1.brief introduction to MLOps

A) Why MLOps 

In very general terms, MLOps is the emerging practice of industrialising the production of Machine Learning (ML) models.

The production of a Machine Learning model is a highly hand-crafted process, especially when the volume of data is low. A Data Scientist’s working method generally consists of:

  • Retrieving the data they need from their workstation
  • Testing models on a Notebook
  • Saving performance indicators to an Excel file
  • Sharing the model with developers and DevOps so that they can put it into production
  • Checking whether the production model behaves as expected via database queries

This whole mechanism can work if you work alone on your project and hope you never encounter any problems; but as soon as you have to work in a team and manage hundreds of algorithms, or the Data Scientist leaves the company or their workstation stops working, this mechanism quickly reaches its limits.

Here are some questions that may then arise:

  • What is the latest version of the data to be used?
  • What happened to the data that we spent so much time labelling?
  • Have we already tested this or that algorithm? If so, how? With what results?
  • Which Notebook was used to generate the model? Is it structured to be at least basically readable and maintainable?
  • How do I know whether the model is working properly in production?

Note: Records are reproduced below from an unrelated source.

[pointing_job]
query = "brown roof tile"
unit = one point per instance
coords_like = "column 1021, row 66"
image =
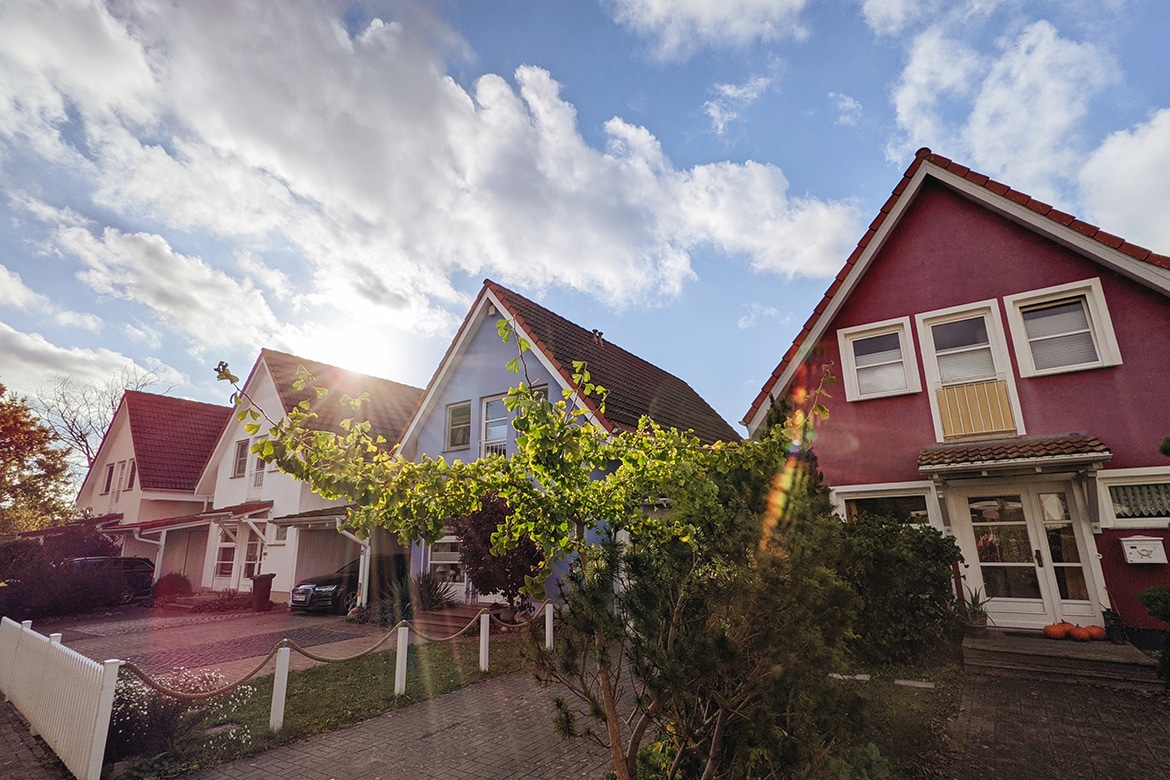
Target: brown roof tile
column 1023, row 448
column 635, row 387
column 173, row 437
column 991, row 185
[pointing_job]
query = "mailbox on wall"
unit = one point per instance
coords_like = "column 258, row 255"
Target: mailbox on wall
column 1144, row 550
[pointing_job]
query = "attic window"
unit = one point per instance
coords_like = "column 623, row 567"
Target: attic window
column 240, row 464
column 1062, row 329
column 879, row 360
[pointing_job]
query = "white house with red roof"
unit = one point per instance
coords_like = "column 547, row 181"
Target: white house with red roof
column 148, row 464
column 1005, row 374
column 462, row 413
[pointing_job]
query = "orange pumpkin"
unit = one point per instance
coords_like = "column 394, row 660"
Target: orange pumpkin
column 1057, row 630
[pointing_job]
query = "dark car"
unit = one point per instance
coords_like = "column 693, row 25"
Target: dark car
column 338, row 592
column 136, row 575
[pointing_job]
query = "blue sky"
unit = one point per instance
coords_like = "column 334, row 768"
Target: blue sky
column 183, row 184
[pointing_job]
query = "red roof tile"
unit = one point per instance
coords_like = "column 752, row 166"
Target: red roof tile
column 635, row 387
column 389, row 409
column 173, row 437
column 1021, row 448
column 991, row 185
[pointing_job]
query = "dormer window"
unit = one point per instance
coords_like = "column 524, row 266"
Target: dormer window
column 1062, row 329
column 879, row 360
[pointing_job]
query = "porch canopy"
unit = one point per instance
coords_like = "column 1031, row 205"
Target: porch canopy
column 1019, row 455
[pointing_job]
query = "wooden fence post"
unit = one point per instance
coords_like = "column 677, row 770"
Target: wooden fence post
column 280, row 689
column 404, row 640
column 484, row 629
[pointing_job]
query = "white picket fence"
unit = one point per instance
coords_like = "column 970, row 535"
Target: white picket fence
column 64, row 696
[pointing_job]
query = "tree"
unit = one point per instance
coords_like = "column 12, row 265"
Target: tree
column 568, row 484
column 34, row 470
column 503, row 573
column 80, row 413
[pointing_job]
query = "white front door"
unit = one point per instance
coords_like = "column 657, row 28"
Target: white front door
column 1027, row 551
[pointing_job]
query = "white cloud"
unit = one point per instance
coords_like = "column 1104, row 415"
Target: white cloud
column 756, row 311
column 730, row 99
column 1126, row 183
column 32, row 361
column 1013, row 115
column 848, row 109
column 183, row 292
column 680, row 27
column 893, row 16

Well-defined processes can alleviate some of the aforementioned problems, but tools can also facilitate the daily life of data scientists today.

B) MLOPS at Twister 

At Twister, Davidson’s IT department, we are working on various Machine Learning projects, including:

  • A chatbot available on the homepage of the Davidson website https://www.davidson.fr/
  • A recommendation engine that displays a personalised news feed on our Intranet

Until now, we have not used a tool dedicated to MLOps, which is why we have decided to carry out an opportunity study aimed at:

  • Identifying what has already been tested, how, and with what results, so that it is easy to share what has been done and facilitate collaboration between Data Scientists
  • Being able to replay past experiences, which is very useful in cases where you want to start again from a project or a previous test so that you have a baseline and not waste time trying to reproduce it
  • Storing templates that are too large for Git (the limit is 100Mb, and language-processing or image-processing templates can easily exceed this size)
  • Automating model re-training

We therefore decided to carry out a Proof Of Concept based solely on open-source technologies to industrialise our Data Science projects.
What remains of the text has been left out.